Another suspect, who died in the meantime, was based in Ecuador and was in charge of organizing direct contacts with the local drug suppliers, preparing the cocaine for shipment and hiding it in shipping containers with various goods.

Meanwhile in Serbia, police arrested in Belgrade Darko Šarić and four other suspects in what appears to be the same operation. According to a Serbian Interior Ministry statement, the five were also arrested for drug smuggling from South America to Europe.

Šarić was arrested at his Belgrade home, where he was living under house arrest. The elusive drug lord allegedly operated for years in a number of countries and is said to be tied to numerous Serbian and Montenegrin businesspeople and officials.
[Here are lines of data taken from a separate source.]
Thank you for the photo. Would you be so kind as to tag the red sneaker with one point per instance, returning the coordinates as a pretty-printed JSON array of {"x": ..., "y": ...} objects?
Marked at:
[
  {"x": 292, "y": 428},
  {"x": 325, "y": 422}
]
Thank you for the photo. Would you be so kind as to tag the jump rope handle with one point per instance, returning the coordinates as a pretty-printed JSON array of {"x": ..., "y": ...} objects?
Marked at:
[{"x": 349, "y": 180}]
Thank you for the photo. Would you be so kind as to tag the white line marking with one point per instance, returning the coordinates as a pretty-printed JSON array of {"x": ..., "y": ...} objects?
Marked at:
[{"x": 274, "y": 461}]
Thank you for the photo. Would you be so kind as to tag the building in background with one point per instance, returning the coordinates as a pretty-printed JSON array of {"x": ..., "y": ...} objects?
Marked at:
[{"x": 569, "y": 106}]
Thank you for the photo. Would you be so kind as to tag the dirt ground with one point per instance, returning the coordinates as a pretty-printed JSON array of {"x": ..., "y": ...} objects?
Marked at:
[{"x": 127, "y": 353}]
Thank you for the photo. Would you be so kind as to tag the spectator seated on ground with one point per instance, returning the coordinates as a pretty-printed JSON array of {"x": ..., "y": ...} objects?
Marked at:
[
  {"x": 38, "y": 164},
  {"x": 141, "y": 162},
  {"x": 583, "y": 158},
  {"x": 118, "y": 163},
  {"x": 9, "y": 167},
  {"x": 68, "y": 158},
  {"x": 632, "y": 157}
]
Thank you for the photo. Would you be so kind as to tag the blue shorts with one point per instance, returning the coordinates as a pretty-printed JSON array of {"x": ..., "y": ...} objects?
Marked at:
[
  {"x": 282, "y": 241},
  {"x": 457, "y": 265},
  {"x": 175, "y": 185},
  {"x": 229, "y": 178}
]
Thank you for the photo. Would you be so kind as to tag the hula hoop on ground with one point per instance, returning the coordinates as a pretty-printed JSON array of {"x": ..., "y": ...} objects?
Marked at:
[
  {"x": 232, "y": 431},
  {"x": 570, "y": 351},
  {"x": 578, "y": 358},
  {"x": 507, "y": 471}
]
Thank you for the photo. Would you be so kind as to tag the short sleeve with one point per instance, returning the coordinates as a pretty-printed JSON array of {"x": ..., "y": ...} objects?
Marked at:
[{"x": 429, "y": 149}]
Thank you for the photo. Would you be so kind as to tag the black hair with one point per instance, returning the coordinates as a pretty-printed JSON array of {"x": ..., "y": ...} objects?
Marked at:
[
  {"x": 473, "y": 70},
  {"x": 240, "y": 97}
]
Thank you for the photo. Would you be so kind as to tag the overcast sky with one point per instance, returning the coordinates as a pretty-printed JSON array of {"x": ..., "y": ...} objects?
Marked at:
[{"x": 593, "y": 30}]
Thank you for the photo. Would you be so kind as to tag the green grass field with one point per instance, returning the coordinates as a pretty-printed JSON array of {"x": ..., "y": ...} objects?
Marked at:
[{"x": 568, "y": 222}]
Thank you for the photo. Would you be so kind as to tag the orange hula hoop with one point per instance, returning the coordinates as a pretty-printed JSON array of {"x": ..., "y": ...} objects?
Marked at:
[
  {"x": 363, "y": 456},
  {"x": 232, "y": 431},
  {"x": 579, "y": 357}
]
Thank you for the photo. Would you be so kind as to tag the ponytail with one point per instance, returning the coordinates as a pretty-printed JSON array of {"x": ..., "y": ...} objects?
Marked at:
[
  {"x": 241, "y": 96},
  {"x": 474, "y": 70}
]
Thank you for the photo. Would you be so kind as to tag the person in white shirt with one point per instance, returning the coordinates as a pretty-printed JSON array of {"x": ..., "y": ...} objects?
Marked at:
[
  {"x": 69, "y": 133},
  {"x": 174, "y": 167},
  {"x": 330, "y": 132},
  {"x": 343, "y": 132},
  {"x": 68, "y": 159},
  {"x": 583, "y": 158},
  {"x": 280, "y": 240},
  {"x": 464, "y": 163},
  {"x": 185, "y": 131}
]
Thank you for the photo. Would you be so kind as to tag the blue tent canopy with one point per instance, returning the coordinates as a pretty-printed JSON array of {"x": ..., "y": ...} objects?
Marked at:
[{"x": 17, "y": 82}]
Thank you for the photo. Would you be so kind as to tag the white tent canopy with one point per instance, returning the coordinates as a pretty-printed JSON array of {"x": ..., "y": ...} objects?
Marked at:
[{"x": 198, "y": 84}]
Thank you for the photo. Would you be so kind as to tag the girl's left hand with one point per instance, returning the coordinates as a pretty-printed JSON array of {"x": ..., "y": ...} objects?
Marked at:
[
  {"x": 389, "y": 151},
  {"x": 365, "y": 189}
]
Šarić and members of his group were first sentenced in 2015, when he received the maximum sentence of 20 years in jail. The Court of Appeal annulled the ruling a year later and ordered a retrial. In 2018, he was sentenced to 15 years in prison, which was affirmed by the Belgrade appeals court.

He was in custody until December last year, when he was transferred to house arrest at his home in Belgrade's luxury neighborhood Dedinje.

OCCRP Serbian partner KRIK reminded that Šarić has been on trial for more than a decade for international smuggling of more than five tonnes of cocaine and for money laundering.

Both Croatian and Serbian media claim that Šarac, arrested in Croatia, was a close associate of Darko Šarić from Belgrade. They speculated that Šarić actually hired Šarac and his gang to kill his close associate in Ecuador, Milan Milovac aka Cigla (brick).

KRIK describes Cigla as one of the key people in Šarić’s narco cartel, saying that he was indicted in Serbia in 2011 as a member of the cartel and was in charge of selling cocaine in Italy.

Cigla was tried in absentia and sentenced to 11 years in prison. Šarac’s gang organized and paid for his execution last year, but the plan did not work out and Cigla was only badly injured.

Croatia’s USKOK said that the criminal group was considering another attempt, hiring two assassins to go to a hospital in Ecuador, kill policemen guarding Milovac, and then kill him.

Before they managed to execute that plan, one of the hired assassins was arrested.

However, only a few days later, Milovan Milovac died from injuries he sustained during the first attempt.